È questa, forse, una delle ragioni della sua straordinaria attualità. Perché non è soltanto l’uomo Zeno a comportarsi così. A volte sono le persone, le istituzioni, le comunità. Quando qualcosa non funziona, è sempre possibile trovare una ragione. Quando una promessa non viene mantenuta, una spiegazione. Quando un risultato non arriva, una circostanza alla quale attribuire la responsabilità. Finché arrivano i fatti. Ed è proprio qui che vorrei riprendere il discorso lasciato aperto nel primo editoriale. Avevo scritto: “Ma qui, Zeno, permettimi di non seguirti fino in fondo.” Oggi quella frase mi sembra ancora più attuale. Perché comprendere le debolezze umane è una cosa. Trasformarle in un alibi permanente è un’altra. Ci sono momenti nei quali non basta più raccontare, spiegare, interpretare. Bisogna semplicemente guardare ciò che accade. E guardarlo senza paura di riconoscerlo. Non faccio nomi e non ne sento il bisogno.
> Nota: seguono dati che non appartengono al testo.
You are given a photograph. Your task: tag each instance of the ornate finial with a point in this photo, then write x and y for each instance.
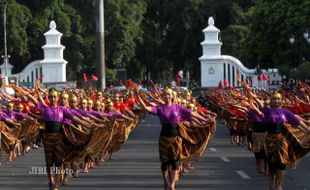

Chi vive il proprio territorio conosce le situazioni, ascolta le parole, vede le conseguenze. E spesso comprende anche ciò che rimane sospeso tra una dichiarazione e un fatto. È proprio questa distanza che mi interessa: quella tra ciò che si dice di essere e ciò che si dimostra di essere; tra le intenzioni e le conseguenze; tra il racconto che costruiamo e la realtà che, prima o poi, presenta il conto. Forse è questo il vero insegnamento che possiamo ancora prendere da Zeno: non tanto quello di diffidare degli altri, quanto quello di diffidare delle spiegazioni troppo comode. Una coscienza davvero libera non è quella che riesce sempre ad assolversi. È quella che, quando necessario, sa anche mettersi sotto esame. E allora, dopo Zeno, resta una domanda. Non riguarda soltanto ciò che è accaduto. Riguarda ciò che scegliamo di vedere, ciò che preferiamo non vedere e, soprattutto, quanto a lungo possiamo continuare a raccontarci una realtà diversa da quella che abbiamo davanti agli occhi.